U.N. Special Envoy Razali Ismail, who spent five days in Myanmar trying to negotiate Suu Kyi’s release, left the country Tuesday without success.
Shortly before his departure, Razali was allowed to meet with Suu Kyi for an hour at the government’s headquarters. He said afterward that she showed no signs of having been injured in the melee. Razali was the first visitor permitted to see her. It remains unclear where she is being held.
Razali told reporters that he could not shed any light on what happened May 30 because Suu Kyi did not give details of the incident. “She did not see it all,” he told reporters after landing in Singapore.
In Yangon, Myanmar’s capital, officials said Suu Kyi would be released soon but did not specify when. “The safe custody measures instituted are temporary, and they will be lifted as soon as the situation returns to normal,” Deputy Foreign Minister Khin Maung Win said.
The U.S. mission team that investigated the scene of the violence in northern Myanmar found evidence that it said indicated that the attack had been planned well in advance.
The attack took place at a natural chokepoint where the road narrowed to cross a small bridge. Shards of glass, broken taillights and blood-soaked clothes littered the scene. Left behind were several weapons, including hefty, foot-long, sharpened bamboo sticks and a broken wooden club, complete with a wrist strap.
The U.S. officials also found white armbands that matched the description of armbands allegedly worn by assailants who masqueraded as Buddhist monks. The armbands reportedly allowed the attackers to distinguish one another from true monks who were traveling with Suu Kyi.
In uncharacteristically harsh language, the U.S. State Department issued a statement last week calling the incident a “premeditated ambush” carried out by “government-affiliated thugs.”
Khin, the deputy foreign minister, denied that the attack was planned and insisted that only four people had died. “Allow me to say categorically that the allegations that the attack was premeditated are unfounded,” the official said.
Witness statements provided to The Times included accounts from people described as a National League for Democracy member who was part of Suu Kyi’s entourage, a driver who took attackers to the scene and said he was forced to transport 17 bodies after the clash, and the militia member who said he was so horrified by the bloodshed that he ran away.
It was not possible to verify the accounts independently because The Times, like other news organizations, has not been allowed to enter the country.
The party member reportedly said that when the motorcade was forced to a halt, some of the attackers pulled Suu Kyi’s security people from their cars and shot them; other National League for Democracy backers were beaten with sticks and pipes as they tried to guard their leader.
Another witness reportedly said he was a member of the pro-government United Solidarity and Development Assn. militia and was hired to take part in the attack. According to his account, he was among 3,000 people mobilized for the attack and was paid the equivalent of $80 a day, a huge sum in Myanmar, plus meals. The recruiting began four days before the incident, and an army base was used as a staging area, he said.
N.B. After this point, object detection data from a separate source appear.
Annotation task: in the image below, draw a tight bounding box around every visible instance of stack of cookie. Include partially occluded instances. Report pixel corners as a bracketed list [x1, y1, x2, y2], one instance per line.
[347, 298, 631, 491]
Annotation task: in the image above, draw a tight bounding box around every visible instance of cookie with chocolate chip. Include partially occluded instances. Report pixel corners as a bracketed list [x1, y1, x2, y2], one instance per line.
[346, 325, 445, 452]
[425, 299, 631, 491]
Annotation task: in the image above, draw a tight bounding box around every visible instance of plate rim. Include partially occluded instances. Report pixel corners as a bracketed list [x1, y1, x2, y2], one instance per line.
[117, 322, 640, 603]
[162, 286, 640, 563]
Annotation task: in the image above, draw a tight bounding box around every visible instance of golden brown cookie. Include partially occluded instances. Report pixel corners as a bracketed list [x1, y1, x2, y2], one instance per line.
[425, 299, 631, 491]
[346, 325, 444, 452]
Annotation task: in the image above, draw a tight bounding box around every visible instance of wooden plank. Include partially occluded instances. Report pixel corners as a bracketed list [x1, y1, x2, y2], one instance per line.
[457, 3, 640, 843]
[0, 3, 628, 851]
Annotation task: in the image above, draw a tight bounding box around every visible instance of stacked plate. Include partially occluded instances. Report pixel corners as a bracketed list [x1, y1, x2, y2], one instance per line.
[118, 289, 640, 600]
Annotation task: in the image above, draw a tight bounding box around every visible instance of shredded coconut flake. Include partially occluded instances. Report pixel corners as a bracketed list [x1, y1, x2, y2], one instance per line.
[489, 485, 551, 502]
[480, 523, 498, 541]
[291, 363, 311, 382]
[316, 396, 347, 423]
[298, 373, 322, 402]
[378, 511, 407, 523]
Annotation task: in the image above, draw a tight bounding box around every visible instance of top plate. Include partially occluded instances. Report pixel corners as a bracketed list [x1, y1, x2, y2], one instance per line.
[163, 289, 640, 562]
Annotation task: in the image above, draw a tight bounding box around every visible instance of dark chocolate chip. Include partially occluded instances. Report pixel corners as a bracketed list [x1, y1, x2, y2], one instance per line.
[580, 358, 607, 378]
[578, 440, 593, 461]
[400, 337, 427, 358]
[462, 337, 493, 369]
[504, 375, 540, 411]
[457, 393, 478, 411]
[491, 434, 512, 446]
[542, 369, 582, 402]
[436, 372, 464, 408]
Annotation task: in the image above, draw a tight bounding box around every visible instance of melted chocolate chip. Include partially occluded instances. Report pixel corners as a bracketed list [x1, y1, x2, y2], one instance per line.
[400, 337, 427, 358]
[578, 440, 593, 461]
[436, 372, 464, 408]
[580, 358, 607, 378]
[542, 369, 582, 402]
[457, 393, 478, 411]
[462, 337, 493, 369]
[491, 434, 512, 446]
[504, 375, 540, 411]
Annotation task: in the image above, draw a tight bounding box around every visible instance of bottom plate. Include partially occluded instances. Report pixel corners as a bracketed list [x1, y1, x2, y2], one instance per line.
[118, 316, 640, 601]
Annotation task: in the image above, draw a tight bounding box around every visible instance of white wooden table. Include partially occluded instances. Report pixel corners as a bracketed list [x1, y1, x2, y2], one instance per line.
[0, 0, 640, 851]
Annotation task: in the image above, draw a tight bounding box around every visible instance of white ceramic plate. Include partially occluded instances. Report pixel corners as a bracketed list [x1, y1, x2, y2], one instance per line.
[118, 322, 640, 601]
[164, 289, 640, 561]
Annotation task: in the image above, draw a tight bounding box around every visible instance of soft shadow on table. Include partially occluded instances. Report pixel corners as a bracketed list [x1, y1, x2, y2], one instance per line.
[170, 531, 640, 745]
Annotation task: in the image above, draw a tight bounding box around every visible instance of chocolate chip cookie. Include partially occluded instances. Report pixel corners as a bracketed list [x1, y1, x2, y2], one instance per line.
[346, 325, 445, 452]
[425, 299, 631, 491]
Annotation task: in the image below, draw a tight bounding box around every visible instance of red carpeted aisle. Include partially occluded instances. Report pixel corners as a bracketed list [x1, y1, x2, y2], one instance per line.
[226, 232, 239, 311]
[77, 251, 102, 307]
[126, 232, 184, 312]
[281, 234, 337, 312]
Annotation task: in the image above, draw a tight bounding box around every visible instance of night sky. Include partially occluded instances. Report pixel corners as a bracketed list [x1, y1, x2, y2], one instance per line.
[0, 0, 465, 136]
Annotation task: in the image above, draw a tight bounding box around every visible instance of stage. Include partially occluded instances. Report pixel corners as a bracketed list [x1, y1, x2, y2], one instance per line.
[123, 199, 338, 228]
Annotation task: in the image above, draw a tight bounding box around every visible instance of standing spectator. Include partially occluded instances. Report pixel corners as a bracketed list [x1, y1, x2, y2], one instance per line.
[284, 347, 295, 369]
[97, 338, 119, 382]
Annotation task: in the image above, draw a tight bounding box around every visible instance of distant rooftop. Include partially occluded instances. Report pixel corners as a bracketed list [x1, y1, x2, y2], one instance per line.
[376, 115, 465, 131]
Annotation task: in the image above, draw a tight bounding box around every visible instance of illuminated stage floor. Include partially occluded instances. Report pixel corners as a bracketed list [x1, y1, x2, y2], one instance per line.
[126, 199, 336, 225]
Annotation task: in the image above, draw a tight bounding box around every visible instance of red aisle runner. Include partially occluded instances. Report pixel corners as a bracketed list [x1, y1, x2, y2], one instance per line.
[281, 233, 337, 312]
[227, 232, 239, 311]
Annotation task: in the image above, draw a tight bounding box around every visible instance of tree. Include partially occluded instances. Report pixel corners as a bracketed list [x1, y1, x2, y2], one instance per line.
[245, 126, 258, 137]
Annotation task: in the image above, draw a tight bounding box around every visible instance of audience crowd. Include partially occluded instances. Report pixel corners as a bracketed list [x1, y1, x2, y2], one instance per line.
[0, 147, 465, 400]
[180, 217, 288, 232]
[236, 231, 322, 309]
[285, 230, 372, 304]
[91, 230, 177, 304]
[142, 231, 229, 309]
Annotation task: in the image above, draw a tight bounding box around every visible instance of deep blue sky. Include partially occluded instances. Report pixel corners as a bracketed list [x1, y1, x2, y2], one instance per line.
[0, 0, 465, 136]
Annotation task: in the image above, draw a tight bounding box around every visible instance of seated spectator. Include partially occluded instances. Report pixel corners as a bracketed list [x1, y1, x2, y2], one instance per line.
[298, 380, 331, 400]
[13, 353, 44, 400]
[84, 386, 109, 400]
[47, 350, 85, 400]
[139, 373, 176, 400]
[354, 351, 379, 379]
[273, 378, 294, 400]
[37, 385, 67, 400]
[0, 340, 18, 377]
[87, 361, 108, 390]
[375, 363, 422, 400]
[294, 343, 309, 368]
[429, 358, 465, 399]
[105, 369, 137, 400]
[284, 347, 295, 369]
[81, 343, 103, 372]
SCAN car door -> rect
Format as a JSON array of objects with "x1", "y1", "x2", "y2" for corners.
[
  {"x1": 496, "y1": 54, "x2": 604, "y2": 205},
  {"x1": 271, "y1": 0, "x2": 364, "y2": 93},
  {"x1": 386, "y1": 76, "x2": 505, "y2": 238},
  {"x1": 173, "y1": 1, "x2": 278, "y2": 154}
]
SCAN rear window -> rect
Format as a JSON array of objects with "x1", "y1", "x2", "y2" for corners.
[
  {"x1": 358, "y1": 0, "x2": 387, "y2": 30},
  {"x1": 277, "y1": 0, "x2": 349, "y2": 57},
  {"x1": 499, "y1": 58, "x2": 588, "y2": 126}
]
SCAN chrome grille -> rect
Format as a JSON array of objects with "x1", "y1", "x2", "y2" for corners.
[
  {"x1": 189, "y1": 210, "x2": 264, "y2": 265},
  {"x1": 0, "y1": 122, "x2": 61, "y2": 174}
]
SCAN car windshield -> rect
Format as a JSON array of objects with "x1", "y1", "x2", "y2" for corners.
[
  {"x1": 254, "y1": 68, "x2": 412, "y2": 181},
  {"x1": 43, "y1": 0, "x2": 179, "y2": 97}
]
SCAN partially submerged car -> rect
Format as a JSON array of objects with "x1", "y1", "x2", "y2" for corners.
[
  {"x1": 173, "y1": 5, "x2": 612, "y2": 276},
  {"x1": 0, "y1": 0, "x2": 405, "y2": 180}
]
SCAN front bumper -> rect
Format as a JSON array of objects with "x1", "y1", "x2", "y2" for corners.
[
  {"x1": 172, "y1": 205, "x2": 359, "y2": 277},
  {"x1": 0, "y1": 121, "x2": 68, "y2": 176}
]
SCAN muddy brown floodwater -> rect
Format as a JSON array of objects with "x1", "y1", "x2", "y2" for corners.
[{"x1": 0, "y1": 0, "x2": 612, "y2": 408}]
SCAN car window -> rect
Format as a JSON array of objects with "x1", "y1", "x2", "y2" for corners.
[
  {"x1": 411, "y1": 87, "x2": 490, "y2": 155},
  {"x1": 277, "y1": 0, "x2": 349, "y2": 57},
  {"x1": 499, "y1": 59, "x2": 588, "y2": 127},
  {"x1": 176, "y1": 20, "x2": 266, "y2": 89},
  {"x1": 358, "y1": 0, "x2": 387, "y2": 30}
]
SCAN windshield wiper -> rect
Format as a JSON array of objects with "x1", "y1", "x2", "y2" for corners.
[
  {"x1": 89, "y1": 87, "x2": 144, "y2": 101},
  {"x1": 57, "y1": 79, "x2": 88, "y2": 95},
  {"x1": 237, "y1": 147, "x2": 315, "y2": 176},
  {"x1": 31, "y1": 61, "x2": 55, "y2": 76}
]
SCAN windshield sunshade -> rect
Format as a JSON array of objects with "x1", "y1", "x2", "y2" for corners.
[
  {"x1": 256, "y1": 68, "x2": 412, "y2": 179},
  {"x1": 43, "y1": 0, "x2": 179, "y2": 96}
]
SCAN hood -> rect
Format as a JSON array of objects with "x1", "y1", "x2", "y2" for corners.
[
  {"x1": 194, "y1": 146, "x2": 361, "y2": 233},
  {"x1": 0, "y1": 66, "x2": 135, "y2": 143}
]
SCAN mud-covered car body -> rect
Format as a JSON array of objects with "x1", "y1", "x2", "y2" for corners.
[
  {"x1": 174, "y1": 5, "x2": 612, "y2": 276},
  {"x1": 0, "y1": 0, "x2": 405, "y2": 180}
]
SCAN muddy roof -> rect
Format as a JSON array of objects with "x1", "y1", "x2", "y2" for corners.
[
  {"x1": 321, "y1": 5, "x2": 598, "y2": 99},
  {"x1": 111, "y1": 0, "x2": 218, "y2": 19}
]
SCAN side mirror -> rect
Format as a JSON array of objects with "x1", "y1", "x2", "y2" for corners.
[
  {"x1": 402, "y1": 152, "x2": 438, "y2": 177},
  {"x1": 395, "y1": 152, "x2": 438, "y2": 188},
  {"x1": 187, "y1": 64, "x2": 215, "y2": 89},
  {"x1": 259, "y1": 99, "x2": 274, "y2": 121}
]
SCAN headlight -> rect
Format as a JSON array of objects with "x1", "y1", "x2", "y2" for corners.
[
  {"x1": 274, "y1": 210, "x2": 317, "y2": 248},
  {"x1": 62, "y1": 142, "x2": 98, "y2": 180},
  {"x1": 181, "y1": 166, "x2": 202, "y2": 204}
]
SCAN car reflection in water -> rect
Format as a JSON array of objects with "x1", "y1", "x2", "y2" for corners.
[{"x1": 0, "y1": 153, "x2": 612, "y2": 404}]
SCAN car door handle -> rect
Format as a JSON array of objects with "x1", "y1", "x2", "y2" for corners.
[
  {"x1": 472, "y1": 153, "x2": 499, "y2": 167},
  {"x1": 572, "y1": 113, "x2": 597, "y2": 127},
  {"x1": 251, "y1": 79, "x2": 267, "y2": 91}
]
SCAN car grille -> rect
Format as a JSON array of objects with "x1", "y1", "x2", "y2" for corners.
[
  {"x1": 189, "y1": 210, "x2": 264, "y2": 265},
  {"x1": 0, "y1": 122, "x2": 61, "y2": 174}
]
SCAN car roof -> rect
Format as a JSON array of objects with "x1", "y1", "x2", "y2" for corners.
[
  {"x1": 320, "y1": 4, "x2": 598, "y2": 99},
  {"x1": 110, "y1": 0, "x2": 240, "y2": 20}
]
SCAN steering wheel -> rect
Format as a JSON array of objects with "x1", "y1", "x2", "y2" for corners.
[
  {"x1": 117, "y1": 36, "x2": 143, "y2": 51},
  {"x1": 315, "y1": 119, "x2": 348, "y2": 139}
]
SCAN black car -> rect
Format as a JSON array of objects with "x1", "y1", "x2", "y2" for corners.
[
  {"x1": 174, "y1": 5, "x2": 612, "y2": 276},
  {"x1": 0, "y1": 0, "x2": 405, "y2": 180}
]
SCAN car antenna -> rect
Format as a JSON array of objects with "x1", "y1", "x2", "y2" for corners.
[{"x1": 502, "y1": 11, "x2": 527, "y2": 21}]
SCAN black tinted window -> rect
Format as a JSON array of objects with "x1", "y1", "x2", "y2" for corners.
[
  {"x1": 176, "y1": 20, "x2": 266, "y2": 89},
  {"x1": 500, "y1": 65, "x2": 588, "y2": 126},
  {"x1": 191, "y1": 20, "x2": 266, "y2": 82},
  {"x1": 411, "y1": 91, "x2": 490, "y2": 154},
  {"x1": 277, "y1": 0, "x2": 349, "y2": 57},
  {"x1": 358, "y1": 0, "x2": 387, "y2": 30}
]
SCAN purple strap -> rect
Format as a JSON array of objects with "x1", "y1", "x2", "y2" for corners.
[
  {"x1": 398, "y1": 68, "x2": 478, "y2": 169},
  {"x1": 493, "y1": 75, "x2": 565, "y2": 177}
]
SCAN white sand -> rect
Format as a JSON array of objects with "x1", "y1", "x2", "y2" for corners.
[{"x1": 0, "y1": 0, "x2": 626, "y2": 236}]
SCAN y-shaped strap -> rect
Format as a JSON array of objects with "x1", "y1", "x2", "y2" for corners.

“We were told that we were paid to participate in the protests against ... Aung San Suu Kyi,” he said, adding that he was one of four who ran away.
In addition to Suu Kyi, authorities arrested 18 party leaders, including Vice Chairman Tin Oo, and closed party offices around the country. Some witnesses said Tin Oo, a former general who is in his 70s, was struck on the head during the clash before he was taken into custody. Officials said Tuesday that he had not been injured and was in good health.